Thomson criticised over Sousse deaths in BBC documentary

More could have been done to protect the lives of 38 tourists killed on a beach in Tunisia in 2015, according to a documentary aired before inquests into the deaths are due to begin next week.

BBC’s Panorama programme criticised tour operator Thomson for not hiring enough security staff at the Imperial Hotel in Sousse having spoken to guests who survived the June 26 massacre.

The attack took place three months after gunmen shot dead 22 people in Tunisia’s Bardo National Museum and was said to have been masterminded by the same man.

Thomson was also condemned for reducing the prices in the months between the two attacks and not offering refunds or transfers for concerned holidaymakers who had paid upwards of £2,000 for their holidays.

Other hotels, the documentary claimed, had reinforced their security following the Bardo attack.

Thomson customers claimed they were repeatedly told by the travel giant the destination was safe and would not be refunded if they cancelled their holiday.

Tunisian police were also heavily criticised in the documentary which claimed documents it had obtained proved the Sousse police chief deliberately delayed attending the scene because he was “afraid” and wanted more weapons.
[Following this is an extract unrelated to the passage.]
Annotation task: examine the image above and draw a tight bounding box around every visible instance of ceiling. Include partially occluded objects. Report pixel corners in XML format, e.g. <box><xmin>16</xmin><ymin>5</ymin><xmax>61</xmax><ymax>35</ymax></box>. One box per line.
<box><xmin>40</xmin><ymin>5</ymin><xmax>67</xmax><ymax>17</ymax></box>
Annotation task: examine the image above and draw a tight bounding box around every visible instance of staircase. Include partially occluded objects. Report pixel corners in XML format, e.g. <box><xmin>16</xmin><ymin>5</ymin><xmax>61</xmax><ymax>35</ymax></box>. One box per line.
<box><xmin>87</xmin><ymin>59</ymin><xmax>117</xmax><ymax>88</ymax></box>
Officers allegedly had more firepower than the gunman but did not stop him for 40 minutes as he used his Kalashnikov assault rifle to murder his victims, 30 of which were British.
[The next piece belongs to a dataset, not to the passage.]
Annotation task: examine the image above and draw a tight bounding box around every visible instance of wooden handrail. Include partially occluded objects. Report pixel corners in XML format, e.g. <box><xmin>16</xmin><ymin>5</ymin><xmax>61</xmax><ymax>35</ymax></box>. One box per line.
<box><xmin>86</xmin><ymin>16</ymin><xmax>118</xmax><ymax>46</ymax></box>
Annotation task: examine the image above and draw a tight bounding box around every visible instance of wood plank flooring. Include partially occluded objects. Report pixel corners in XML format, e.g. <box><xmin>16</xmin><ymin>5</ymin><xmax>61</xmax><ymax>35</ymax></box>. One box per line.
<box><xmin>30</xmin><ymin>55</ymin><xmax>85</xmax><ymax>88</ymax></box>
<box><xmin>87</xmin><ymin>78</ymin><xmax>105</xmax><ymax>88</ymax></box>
The Foreign Office was also criticised for not advising Britons against travelling to Tunisia. In the three months after Bardo, 148,000 Brits travelled to the North African country.
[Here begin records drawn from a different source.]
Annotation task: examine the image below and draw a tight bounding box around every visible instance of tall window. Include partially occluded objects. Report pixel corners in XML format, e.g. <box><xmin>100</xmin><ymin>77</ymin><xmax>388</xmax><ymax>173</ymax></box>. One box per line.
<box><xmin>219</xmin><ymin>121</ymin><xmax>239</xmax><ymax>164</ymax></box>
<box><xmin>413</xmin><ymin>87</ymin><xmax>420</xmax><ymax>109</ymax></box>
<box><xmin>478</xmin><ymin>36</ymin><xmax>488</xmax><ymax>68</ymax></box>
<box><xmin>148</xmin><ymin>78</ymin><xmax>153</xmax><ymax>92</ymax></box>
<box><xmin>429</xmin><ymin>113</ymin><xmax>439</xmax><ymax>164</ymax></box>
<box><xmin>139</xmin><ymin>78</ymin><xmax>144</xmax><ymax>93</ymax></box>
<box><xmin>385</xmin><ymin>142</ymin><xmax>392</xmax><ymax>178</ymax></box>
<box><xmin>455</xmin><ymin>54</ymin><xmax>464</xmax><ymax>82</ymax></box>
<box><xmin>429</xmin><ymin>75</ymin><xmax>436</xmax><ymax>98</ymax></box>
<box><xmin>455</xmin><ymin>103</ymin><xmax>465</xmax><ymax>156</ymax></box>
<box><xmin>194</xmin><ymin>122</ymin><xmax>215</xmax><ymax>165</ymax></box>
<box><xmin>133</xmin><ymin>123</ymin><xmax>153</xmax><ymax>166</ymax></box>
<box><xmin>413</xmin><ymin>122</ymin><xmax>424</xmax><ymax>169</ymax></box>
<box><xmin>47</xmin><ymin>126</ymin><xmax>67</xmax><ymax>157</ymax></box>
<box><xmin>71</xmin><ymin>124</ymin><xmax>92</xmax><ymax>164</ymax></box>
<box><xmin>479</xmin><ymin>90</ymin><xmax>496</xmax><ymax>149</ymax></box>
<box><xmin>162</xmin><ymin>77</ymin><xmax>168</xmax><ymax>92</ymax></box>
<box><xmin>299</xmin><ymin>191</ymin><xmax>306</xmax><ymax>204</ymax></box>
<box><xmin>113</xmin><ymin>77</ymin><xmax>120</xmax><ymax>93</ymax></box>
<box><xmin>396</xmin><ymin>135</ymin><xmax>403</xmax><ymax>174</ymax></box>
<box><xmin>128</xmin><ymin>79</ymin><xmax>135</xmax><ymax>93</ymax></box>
Presenter  Jane Corbin said: “It should have been a wake-up call for the security forces and the tourism industry.”

Tui, Thomson’s parent company that has since pulled out of its partnership with the Imperial Hotel, said it was co-operating fully with the inquests, which are set to take place later this month.

In a statement, the firm said it was inappropriate to comment further ahead of the hearings but said it did not accept the accuracy of some of the statements made.

The Foreign Office said it would not comment on specifics ahead of the inquests.